Home > Divrei Torah > Parashat Beha’alotkha

Parashat Beha’alotkha

June 9, 2017

by Rabbi Michael Pitkowsky

This week’s parashah begins with a description of the installation and function of the menorah in the Tabernacle.

“Speak to Aaron and say to him: When you set up the lamps, the seven lamps shall give light in front of the lampstand. Aaron did so; he set up its lamps to give light in front of the lampstand, as the LORD had commanded Moses. Now this was how the lampstand was made, out of hammered work of gold. From its base to its flowers, it was hammered work; according to the pattern that the LORD had shown Moses, so he made the lampstand.” (Numbers 8:2-4)

In the detailed instructions for the construction of the Tabernacle that are found in the Book of Exodus one can find the specifics of how the menorah was to be constructed, and what we have in Numbers seems to be the final description of how it was to be used. After these few verses at the beginning of our parashah there are no more instructions relating to the menorah in the rest of the Torah.

Midrash Rabbah contains an interesting explanation of the “why” of the menorah.

Israel said to the Holy One, blessed be He: ‘ Sovereign of the Universe! Do you ask us that we should give light before You? You, surely, are the Light of the universe, and brightness abides with You’; as it is written, ’The light dwells with Him’ (Daniel 2:22)! Yet You say, “let the seven lamps give light at the front of the lampstand.” (Numbers 8:2)…The Holy One, blessed be He, said to them: ‘It is not because I require your service, but in order that you may give Me light even as I have given you light. For what purpose? That you may rise before the nations [of the world], who will say: “See how Israel gives light to Him who gives light to the whole world! ” ”…The Holy One, blessed be He, led them and gave them light; as it says, “And the Lord went before them by day in a pillar of cloud… and by night in a pillar of fire, to give them light” (Exodus 13:21). When the Tabernacle was erected, the Holy One, blessed be He, called to Moses and said to him: ‘Now you give light to Me; as it says, “When you set up the lamps” (Numbers 8:2); implying: in order that you may be elevated. (Bemidar Rabbah 15:5)

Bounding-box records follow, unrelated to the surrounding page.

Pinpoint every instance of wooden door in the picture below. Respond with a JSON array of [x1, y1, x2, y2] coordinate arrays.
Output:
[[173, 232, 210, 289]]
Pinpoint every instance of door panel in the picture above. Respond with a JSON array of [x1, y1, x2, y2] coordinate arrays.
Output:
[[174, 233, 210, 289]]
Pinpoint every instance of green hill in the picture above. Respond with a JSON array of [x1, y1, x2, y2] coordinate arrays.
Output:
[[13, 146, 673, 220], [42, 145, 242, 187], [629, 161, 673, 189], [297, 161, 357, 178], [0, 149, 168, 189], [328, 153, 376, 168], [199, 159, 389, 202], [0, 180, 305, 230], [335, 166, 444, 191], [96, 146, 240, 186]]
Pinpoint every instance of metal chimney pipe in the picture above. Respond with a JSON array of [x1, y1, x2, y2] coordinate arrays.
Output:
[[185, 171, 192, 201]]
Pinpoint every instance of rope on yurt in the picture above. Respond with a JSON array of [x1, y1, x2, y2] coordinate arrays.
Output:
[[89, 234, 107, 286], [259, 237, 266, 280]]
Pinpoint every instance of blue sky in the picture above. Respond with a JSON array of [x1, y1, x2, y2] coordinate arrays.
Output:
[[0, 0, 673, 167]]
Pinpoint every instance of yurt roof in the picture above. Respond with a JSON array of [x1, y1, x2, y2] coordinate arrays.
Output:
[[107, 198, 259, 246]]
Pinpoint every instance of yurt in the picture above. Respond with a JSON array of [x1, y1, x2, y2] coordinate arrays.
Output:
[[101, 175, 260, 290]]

Rabbi Chaim Shmuelevitz of the Mir Yeshiva interpreted this midrash to be teaching us the value of gratitude, hakarat ha-tov. God does not need the light of the menorah, but the Children of Israel light it in order to acknowledge their gratitude for the light and guidance that God provided for them while they were wandering in the desert. The lighting of the menorah not only symbolizes the Children of Israel’s gratitude towards God, but it also provides an example to the nation of the world and a way in which Israel can be elevated along with the light of the menorah.

In his comments on this parashah Rabbi Shmuelevitz goes on to list the instances within the Bible when people exhibited gratitude, not only towards God and other people, but also towards inanimate objects. We are often blessed to have been helped by others and to have had our paths lit by them, showing gratitude is just one way of acknowledging what others have done for us.